If your goal is to two-ply the roving, there are several things you can try to bring out the color blocks:
Split the roving lengthwise down the middle, keeping the halves the same thickness. Then, spin both halves the same thickness. Okay, I know, it's hard to split the roving and it's hard to spin consistent singles, but, you can come close this way. Sample cards help alot!
If one color change is taking a while to happen on one bobbin, edit it out -- break off that single and move up to where you want the color to be. I like a little unevenness for heathering/marling between the color changes, but more than a few yards and I'm breaking my single, editing out a bit, and spit-joining the two ends of that single (or actually really joining them, if you can manage it) back together again.
In the picture, the right glove (with the heathered color changes) was spun this way -- with editing! -- and the other was Navajo plied to keep colors separate.
Fractal plying! This technique is described by Janel Laidman in the Summer 2007 Spin-Off; I've done it twice now, and love it. Split your roving in half lengthwise, spin one half onto one bobbin as-is, drafting-drafting, drafting. Take the other half and split it more -- I try to split it into at least 4 pieces lengthwise, then spin those lengths onto a second bobbin. When you ply the two bobbins, you get pleasing color changes where one ply changes more slowly than the other, leading to dominance of the color in the "slower" single -- it looks really cool, like subtle background striping, knit up.
Spin a single. hehe. then you're done. Well, if you want high twist and don't want a single, you could ply with thread. Pick a neutral (white, black, grey), a color from the space-dye that you like, or the transparent quilter's thread. (That last is on my to-do list -- the "invisible ply"!)

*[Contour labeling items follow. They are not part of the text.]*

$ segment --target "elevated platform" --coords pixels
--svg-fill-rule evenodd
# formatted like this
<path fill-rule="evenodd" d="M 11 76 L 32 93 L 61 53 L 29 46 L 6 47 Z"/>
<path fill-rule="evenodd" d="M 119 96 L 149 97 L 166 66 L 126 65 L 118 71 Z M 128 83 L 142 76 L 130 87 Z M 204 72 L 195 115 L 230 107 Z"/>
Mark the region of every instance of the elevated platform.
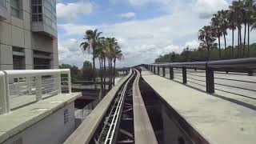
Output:
<path fill-rule="evenodd" d="M 0 115 L 0 143 L 69 105 L 80 96 L 81 93 L 59 94 Z"/>
<path fill-rule="evenodd" d="M 135 143 L 158 143 L 138 86 L 139 72 L 133 85 L 134 126 Z"/>
<path fill-rule="evenodd" d="M 193 139 L 196 143 L 255 143 L 254 110 L 142 69 L 143 79 L 196 133 L 189 132 L 192 139 L 196 134 L 204 138 Z"/>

The picture shows handspun singles.
I recently watched Patsy Zawitowski's video, "Spinning Textured Yarns". In it, she plies a space-dyed roving with its "perfect neutral". To do this, you take half the roving and blend together all the colors in the roving on your carder until they are all muddied up. Spin half as dyed, spin the other half from this "perfect neutral". It was cool - she showed how that looked, versus plying with other neutrals. I have also plied a space-dyed roving with white, which pales out the colors; black, which darkens them (and can brighten them); and brown, which adds a nice heathery/earthy tone. The picture shows a scarf from yarn where the colors were plied against a dark brown.
Another thing you can do is break the space-dyed roving up into its separate colors, and spin and ply each color separately. Then, you can pick your color changes when you knit. The hat shown here shows what this could look like.
Well, I bet there are more ideas than this even. A Navajo 3-ply is the best way to keep the color changes "clean", or to at least choose how clean you want them to be
See earlier posts on this topic and material mentioned here:
How can I preserve color in a 2-ply?
How can I preserve the color in my space-dyed roving when I spin it?
How do you organize your spinning?
Do you want to play with thread?
posts on spinning singles
Do you have suggestions on color handling in space-dyed roving, links to interesting samples of this, or questions on the topic? Please post a comment here or contact me. Thanks!
Can you hear me laughing? Once again the question in my head was answered! I am spinning some silk, on my Natalie that I dyed and have bee wondering what the best way is to keep the colours distint. I have to tell you Ameila I think we are on a similar wavelength which is kind of nice considering we have never met and I am on the other side of the world! thanks again, vicki.
Thanks for a fantastic post, Amelia. It's full of lots of good ideas to try!
I especially like the idea of editing the allegedly matched singles (aka split roving). I've found that it starts off okay, but then gets increasingly out of whack. Removing the abberations is a brilliant idea!